Let $\Lambda$ be a real, positive definite, symmetric $n\times n$ matrix with ordered eigenvalues $0<\lambda_1\le\dots\le\lambda_n$. For any unit vector $y$, we can construct another matrix in the following fashion:
$$M = \Lambda – \frac{(\Lambda y)(\Lambda y)^t}{y^t\Lambda y}$$
M is symmetric and positive semi-definite with a zero eigenvector $y$.
The question: what can be said about the other eigenvalues? For example, since M is symmetric, all other eigenvectors will be perpendicular to $y$. Take any such $x$, then
$$x^tMx = x^t\Lambda x – \frac{(y^t\Lambda x)^2}{y^t\Lambda y}\le \lambda_n x^tx$$
and we conclude that the other eigenvalues cannot exceed the largest one of $\Lambda$. Is the same true for the smallest eigenvalue, i.e. the smallest non-zero eigenvalue of $M$ is at least as large as the smallest eigenvalue of $\Lambda$?
Best Answer
In short the answer is yes. Actually you can prove that there exists an ordering of the eigenvalues of the two matrices.

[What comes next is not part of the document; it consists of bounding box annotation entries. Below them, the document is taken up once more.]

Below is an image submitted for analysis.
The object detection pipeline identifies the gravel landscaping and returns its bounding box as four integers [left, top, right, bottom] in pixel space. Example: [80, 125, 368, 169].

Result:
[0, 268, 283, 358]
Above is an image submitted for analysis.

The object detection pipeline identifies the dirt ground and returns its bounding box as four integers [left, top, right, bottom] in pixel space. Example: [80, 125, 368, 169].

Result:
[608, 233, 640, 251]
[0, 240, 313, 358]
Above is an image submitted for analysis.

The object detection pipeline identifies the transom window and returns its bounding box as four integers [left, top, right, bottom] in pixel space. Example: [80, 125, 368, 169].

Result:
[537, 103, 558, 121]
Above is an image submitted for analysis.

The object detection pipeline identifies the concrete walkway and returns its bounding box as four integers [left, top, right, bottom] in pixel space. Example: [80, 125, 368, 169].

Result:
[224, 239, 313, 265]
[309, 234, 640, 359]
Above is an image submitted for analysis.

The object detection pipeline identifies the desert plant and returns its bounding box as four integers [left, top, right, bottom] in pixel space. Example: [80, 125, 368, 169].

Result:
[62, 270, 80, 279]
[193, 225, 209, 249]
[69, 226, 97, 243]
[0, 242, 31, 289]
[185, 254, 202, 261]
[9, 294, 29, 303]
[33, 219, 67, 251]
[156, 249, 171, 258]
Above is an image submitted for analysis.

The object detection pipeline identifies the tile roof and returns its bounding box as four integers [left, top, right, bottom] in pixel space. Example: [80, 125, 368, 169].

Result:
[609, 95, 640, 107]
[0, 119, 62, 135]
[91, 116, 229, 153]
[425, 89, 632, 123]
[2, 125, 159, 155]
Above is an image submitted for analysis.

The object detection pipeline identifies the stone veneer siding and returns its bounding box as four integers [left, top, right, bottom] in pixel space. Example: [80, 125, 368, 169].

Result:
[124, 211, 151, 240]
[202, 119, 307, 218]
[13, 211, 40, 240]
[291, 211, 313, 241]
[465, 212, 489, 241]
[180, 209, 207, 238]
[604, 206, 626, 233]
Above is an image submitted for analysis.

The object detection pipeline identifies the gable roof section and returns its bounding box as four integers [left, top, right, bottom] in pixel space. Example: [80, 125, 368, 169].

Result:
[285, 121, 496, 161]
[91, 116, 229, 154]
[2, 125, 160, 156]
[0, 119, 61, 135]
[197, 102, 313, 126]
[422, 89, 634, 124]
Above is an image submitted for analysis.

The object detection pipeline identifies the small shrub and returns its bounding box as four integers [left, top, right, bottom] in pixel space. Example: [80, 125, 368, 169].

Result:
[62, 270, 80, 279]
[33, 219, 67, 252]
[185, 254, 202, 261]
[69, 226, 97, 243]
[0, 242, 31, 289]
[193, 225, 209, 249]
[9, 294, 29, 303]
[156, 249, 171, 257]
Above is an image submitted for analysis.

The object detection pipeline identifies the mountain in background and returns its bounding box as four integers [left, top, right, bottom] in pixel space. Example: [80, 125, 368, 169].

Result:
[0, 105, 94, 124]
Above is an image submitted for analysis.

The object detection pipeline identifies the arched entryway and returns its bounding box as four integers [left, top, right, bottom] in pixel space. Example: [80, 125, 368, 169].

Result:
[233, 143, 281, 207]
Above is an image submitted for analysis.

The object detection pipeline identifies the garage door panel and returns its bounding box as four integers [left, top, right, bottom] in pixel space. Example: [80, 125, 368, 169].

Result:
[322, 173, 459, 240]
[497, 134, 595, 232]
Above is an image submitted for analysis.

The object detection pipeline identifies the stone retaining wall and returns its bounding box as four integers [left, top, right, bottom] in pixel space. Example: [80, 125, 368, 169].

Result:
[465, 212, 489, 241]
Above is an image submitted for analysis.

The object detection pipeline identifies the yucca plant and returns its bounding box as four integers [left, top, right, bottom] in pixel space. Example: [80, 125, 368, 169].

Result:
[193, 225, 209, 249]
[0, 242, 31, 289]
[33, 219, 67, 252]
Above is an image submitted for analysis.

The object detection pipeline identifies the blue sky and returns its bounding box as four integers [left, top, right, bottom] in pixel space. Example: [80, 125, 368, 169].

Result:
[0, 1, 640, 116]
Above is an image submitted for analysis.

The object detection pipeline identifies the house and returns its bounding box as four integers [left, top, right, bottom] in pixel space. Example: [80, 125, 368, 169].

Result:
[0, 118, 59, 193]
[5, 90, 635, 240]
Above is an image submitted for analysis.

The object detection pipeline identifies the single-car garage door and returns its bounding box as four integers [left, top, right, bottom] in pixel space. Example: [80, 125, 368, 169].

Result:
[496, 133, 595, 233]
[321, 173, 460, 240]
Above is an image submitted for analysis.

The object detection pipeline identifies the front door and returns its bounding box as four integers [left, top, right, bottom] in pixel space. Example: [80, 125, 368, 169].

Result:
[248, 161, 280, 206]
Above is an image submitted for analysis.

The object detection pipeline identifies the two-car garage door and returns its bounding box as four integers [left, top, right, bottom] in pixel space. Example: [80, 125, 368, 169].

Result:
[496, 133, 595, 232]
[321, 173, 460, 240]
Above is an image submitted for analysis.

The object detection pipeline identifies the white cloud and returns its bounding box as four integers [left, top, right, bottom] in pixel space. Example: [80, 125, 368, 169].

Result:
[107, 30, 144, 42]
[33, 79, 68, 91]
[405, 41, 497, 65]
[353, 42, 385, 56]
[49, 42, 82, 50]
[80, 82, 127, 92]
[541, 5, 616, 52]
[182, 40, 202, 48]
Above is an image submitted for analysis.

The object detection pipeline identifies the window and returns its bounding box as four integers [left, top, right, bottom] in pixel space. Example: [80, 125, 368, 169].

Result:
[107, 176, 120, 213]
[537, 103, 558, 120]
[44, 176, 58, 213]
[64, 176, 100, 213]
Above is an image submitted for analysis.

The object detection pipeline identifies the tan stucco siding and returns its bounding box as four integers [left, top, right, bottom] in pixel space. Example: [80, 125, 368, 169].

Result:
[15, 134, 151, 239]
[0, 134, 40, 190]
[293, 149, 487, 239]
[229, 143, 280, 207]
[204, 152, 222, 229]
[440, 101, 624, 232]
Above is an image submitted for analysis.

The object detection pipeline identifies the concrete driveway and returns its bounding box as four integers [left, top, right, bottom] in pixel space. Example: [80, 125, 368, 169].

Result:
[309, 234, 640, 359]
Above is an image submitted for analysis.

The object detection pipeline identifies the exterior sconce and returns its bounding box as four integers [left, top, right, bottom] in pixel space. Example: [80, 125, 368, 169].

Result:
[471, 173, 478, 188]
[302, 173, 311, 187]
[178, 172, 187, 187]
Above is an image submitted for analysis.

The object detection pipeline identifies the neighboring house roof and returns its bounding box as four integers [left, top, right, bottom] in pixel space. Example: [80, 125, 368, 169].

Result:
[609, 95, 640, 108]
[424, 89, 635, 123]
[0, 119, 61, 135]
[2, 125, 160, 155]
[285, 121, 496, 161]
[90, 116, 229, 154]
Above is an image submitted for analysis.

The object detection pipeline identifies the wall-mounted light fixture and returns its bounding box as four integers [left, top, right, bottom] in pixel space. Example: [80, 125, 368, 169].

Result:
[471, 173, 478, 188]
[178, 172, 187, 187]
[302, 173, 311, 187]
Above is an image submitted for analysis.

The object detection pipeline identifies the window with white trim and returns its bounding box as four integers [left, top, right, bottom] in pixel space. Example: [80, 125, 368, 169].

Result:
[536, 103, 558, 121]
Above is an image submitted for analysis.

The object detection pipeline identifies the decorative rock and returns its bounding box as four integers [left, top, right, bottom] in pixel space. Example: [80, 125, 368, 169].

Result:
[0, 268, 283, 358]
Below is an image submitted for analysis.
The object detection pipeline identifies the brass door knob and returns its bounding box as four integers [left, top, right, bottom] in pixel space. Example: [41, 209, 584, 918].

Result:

The proof is easy; just use the min-max theorem, which states that for non-zero vectors $x$:
$$\lambda_k=\min_{U}\max_{x\in U, \dim U=k}\frac{x^t\Lambda x}{{||x||}^2}$$
but since we know that:
$$\frac{x^t\Lambda x}{{||x||}^2}\geq \frac{x^tM x}{{||x||}^2}$$
The result that the k-th larger eigenvalue of $\Lambda$ exceeds that of $M$ readily follows:
$$\lambda_k\geq \mu_k$$
where $\Lambda x_k=\lambda_kx_k$ , $M y_k=\mu_ky_k$, and the eigenvalues are ordered.